Nyanza Light Metals chief executive Donovan Chimhandamba Picture: Supplied Nyanza Light Metals chief executive Donovan Chimhandamba Picture: Supplied
Durban – Construction of a R4.5 billion chemical plant in Richards Bay could start as soon as July, provided the national Covid-19 lockdown has eased to level 1.
Nyanza Light Metals chief executive Donovan Chimhandamba said this week that a call for tenders for the construction of the pilot phase of the development would be issued as soon as the country moved to level 2.
Chimhandamba said the plant, which had been allocated 67 hectares in Phase 1 F of the Richards Bay Industrial Development Zone (RBIDZ), would annually produce about 80 000 tons of titanium dioxide (TiO2) pigment, which is used in coatings and paint.
He said about 30% of production would supply the local market as the only local producer, freeing the country from imports, while the balance would be exported to Europe, the rest of Africa and the Far East.
The project is expected to create about 1 200 construction jobs and 550 permanent jobs, including 300 skilled positions, upon completion.

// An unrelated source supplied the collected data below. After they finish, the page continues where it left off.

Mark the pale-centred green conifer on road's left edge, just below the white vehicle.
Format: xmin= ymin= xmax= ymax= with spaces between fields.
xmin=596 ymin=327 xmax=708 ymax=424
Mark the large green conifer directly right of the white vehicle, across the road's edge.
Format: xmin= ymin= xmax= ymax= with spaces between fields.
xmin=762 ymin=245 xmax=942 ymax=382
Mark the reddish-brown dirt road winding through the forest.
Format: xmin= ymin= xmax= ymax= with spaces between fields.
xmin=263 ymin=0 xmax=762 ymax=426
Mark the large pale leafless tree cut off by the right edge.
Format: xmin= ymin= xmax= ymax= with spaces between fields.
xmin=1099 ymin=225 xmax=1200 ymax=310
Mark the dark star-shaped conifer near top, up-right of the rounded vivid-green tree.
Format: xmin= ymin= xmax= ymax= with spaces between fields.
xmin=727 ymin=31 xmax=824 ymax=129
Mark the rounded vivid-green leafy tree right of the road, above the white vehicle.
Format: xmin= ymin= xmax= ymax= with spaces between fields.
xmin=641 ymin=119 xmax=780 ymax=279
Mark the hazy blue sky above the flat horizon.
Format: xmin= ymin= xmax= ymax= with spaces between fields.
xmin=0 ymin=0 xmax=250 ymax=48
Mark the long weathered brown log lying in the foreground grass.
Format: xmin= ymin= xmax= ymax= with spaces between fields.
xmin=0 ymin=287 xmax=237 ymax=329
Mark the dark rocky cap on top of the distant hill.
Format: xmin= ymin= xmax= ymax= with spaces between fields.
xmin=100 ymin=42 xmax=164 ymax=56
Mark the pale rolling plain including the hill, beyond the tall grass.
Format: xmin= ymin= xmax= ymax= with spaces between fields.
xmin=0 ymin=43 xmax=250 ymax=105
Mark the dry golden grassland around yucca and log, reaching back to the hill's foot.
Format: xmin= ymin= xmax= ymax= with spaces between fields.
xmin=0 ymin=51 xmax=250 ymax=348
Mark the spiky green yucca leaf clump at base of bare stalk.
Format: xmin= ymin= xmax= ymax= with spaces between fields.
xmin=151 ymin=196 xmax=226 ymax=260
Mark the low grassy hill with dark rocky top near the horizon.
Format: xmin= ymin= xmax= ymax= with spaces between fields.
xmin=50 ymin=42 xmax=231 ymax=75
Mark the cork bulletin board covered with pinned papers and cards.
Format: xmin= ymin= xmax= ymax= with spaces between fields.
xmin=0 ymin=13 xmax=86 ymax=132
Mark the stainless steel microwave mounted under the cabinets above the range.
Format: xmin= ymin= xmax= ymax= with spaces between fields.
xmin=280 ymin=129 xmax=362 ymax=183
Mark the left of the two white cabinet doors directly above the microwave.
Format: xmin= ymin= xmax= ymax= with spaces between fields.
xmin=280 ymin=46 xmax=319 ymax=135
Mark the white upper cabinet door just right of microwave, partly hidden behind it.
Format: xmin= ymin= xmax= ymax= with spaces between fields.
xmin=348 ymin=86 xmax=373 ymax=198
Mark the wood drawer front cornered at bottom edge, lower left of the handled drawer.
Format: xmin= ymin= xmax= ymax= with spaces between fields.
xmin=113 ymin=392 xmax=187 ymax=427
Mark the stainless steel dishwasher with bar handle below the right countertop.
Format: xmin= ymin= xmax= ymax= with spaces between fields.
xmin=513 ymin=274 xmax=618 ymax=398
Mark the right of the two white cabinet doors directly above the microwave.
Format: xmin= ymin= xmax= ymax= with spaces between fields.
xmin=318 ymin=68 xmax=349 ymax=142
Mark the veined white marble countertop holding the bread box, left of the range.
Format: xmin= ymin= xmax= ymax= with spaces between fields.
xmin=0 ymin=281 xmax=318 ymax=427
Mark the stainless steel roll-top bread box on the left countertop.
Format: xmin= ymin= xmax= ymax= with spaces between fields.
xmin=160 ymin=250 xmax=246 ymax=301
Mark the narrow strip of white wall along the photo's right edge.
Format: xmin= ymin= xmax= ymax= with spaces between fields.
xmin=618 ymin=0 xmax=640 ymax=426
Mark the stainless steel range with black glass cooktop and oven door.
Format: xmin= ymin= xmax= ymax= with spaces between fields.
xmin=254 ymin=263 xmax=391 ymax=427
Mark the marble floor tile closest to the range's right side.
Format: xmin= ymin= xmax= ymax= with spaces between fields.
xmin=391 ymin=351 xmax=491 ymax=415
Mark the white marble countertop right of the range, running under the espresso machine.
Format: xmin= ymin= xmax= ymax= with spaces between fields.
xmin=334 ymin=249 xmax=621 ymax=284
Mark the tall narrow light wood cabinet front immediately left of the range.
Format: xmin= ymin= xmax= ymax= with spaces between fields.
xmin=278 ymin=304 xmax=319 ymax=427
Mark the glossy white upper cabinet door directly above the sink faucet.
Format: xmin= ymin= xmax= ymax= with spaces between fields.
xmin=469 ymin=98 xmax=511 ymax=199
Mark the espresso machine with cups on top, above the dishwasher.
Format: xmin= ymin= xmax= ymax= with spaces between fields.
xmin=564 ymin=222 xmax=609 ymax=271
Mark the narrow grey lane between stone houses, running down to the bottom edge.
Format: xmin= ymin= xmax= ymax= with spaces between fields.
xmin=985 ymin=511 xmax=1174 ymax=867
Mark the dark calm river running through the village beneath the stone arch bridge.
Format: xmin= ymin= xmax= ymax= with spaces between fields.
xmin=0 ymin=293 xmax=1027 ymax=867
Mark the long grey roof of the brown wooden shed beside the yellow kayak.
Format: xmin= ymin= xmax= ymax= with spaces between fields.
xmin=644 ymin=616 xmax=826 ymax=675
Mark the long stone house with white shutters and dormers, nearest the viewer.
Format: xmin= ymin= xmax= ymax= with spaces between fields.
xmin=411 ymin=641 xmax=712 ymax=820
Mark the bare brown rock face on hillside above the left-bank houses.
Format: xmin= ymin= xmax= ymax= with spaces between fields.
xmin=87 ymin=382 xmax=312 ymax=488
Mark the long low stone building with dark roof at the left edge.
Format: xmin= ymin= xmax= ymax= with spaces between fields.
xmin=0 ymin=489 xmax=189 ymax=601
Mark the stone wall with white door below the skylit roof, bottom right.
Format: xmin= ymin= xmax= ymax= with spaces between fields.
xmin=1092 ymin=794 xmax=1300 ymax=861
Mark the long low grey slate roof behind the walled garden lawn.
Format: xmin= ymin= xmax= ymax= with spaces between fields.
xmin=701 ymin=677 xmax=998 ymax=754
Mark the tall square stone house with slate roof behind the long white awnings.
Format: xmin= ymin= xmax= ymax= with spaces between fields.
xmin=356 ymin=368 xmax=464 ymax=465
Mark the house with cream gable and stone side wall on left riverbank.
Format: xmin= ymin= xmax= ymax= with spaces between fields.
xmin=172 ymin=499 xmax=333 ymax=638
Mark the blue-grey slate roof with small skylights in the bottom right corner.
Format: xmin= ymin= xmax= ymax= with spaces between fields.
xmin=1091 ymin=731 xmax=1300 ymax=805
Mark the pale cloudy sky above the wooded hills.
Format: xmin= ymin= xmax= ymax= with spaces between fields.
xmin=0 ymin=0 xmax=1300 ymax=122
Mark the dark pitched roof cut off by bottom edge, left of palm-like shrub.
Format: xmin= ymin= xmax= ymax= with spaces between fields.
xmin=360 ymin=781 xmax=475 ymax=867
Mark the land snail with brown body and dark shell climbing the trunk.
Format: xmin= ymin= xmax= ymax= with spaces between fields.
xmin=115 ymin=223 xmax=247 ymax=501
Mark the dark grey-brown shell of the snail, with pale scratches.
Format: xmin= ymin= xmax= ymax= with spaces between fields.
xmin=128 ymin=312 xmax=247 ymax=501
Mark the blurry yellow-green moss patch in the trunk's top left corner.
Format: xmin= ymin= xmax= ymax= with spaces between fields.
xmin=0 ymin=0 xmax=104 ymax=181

Chimhandamba said it had taken around 10 years to bring the project to the construction phase following local and international tests using raw materials.
He said the team had used waste titanium slag which had been stockpiled at Evraz Highveld Steel and Vanadium in Witbank since 1965.
There is about 45 million tons of slag, which contains about 30% TiO2 and equates to about 200 years of production.
“We started it from scratch and had no idea whether we’d be able to do it or not. We were trying to use raw material we’d never used before and we piloted it to prove we could do it,” he said.
“The conventional titanium sources are rutile (85% TiO2) from Richards Bay Minerals and ilmenite (40-60% TiO2) from the likes of Kenmare Resources and other miners.
“Our plant will blend the Evraz Highveld Steel Waste Slag with the conventional sources to achieve various pigment grades as required by a specific customer,” he said.
Chimhandamba said the use of the slag would provide the firm with a competitive advantage as the cost of the raw material was basically the logistics expense to transport it to the plant.
He said the firm initially ran tests with Mintek SA before running larger pilot trials with Avertana in New Zealand.
He said phase one of the wholly South African-owned project would include the building of a 10 000m² Technical Services Centre which would produce 150 tons a year for customer product trials.
The centre would create about 40 permanent jobs and 80 to 100 construction jobs.
Construction on phase two of the project, which includes the building of the main plant, was expected to begin in late 2021.
He said the plant would produce just under 1% of the global volumes and was expected to generate revenue of around $250 million (R4.3 billion) a year.
KZN MEC for Economic Development, Tourism and Environmental Affairs, Nomusa Dube-Ncube, said work on the RBIDZ would begin as soon as the country moved to level 1.
“Investors are interested in RBIDZ because the entity shares its borders with three neighbouring African states of Mozambique, Lesotho and Swaziland, thereby facilitating trade with these nations,” she said.
She said other benefits were strong road and rail links through neighbouring countries, and expansive port and airport infrastructure.
“As part of the economic recovery plan, we’re supporting the RBIDZ to stimulate these sectors and ultimately grow the provincial economy.
"The entity is working with the private sector and forming partnerships with neighbouring provinces and other countries in the SADC region.”